Constraint Decay: Why Your AI Agent Forgets the Rules (and What to Do About It)

AI coding agents are getting scary good at writing functional code. Give them a loose description and they’ll spin up a working API endpoint in seconds. But there’s a growing problem hiding beneath the impressive demos: the more constraints you pile on — architectural patterns, ORM rules, security policies — the faster everything falls apart. Two independent research papers published in April and May 2026 put numbers on this phenomenon, and they’re sobering.

The Problem: Constraints Don’t Stick

The issue has a name now: constraint decay. It describes the progressive failure of LLM agents to maintain adherence to specified requirements as complexity accumulates. This isn’t about models being dumb — it’s about a fundamental limitation in how transformer-based architectures handle long, multi-layered instruction sets.

Two teams arrived at strikingly similar conclusions from completely different angles. One studied code generation. The other studied security compliance. Together, they paint a coherent picture of a problem that every team deploying AI agents in production needs to understand.

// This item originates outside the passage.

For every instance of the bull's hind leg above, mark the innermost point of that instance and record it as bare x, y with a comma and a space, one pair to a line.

Study 1: Structural Constraints in Code Generation

A team at Eurecom led by Francesco Dente, Dario Satriani, and Paolo Papotti ran a systematic evaluation of how well AI agents handle structural constraints in multi-file backend code generation (arXiv:2605.06445). They fixed a unified API contract across 80 greenfield generation tasks and 20 feature-implementation tasks, spanning eight web frameworks including Flask, FastAPI, Django, Express, Spring Boot, and others.

The methodology was clever: by fixing the API contract (the functional requirement), they isolated the effect of structural complexity. They evaluated with both end-to-end behavioral tests and static verifiers, catching both runtime failures and architectural violations.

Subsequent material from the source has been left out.